There, I created a new tag and added it retrospectively to 5 old posts. 

January 29, 2023

"Flattery (also called adulation or blandishment) is the act of giving excessive compliments..."

"... generally for the purpose of ingratiating oneself with the subject....  Historically, flattery has been used as a standard form of discourse when addressing a king or queen. In the Renaissance, it was a common practice among writers to flatter the reigning monarch, as Edmund Spenser flattered Queen Elizabeth I in The Faerie Queene, William Shakespeare flattered King James I in Macbeth and Niccolò Machiavelli flattered Lorenzo II de' Medici in The Prince.... In the Divine Comedy, Dante depicts flatterers wading in human excrement, stating that their words were the equivalent of excrement, in the second bolgia of 8th Circle of Hell.... Plutarch wrote an essay on ‘How to Tell a Flatterer from a Friend.’ Julius Caesar was notorious for his flattery.
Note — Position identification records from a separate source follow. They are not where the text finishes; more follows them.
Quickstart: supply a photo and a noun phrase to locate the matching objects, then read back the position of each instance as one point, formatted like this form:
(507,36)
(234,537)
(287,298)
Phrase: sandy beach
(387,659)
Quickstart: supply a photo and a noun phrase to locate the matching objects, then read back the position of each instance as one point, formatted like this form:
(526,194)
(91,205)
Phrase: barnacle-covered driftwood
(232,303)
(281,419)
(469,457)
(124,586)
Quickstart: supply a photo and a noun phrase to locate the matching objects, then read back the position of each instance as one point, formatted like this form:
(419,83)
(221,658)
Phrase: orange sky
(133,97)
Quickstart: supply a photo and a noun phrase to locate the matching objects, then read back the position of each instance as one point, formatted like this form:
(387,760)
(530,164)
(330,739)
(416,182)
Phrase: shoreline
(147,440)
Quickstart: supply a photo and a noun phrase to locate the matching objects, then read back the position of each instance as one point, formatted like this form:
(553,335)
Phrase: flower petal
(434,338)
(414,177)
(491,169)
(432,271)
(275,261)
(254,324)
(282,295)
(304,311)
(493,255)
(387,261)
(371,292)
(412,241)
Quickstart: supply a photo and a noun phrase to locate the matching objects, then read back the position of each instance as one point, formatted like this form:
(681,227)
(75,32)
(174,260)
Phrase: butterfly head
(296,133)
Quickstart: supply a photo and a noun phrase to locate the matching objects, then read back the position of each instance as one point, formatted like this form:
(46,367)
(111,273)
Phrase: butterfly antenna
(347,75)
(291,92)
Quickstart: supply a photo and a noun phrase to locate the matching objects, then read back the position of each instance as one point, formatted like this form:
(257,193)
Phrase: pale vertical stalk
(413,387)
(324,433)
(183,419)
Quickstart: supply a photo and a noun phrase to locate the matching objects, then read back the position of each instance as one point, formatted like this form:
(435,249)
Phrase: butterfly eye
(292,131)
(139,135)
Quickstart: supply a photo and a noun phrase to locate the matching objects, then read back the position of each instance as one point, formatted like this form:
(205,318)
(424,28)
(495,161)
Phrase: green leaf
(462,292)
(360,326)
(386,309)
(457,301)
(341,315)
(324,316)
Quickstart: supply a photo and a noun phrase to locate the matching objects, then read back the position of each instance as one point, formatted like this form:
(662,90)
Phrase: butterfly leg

In his In Praise of Folly, Erasmus commended flattery because it 'raises downcast spirits, comforts the sad, rouses the apathetic, stirs up the stolid, cheers the sick, restrains the headstrong, brings lovers together and keeps them united.'"

From the Wikipedia article, "Flattery."

I'm reading that because I was looking up "Flatter!," which I'm doing because I'm getting rid of the piano, and, emptying out the piano bench, I found this:

IMG_4496D

August 25, 2019

"Gharib often forces herself to make a zine in five minutes, and she used that same approach when creating chapters for her book."

“The challenge and the beauty of the [comics and zines] format is practicing extreme restraint,” she said. “I had to condense down what I was trying to say in a set of words and meaningful images.'... You’re busy. We get it. But you can use small pockets of time to create. Gharib, for example, molded omelets and other foods out of leftover clay during work meetings. “If I don’t have any art materials and I get bored, I try to interact with whatever I have on me in the space I am in,” she said. “Sometimes I pick flowers and leave them places, or tear tiny bits of receipts or trash in my purse and write tiny messages on them and leave them around the city for people to find."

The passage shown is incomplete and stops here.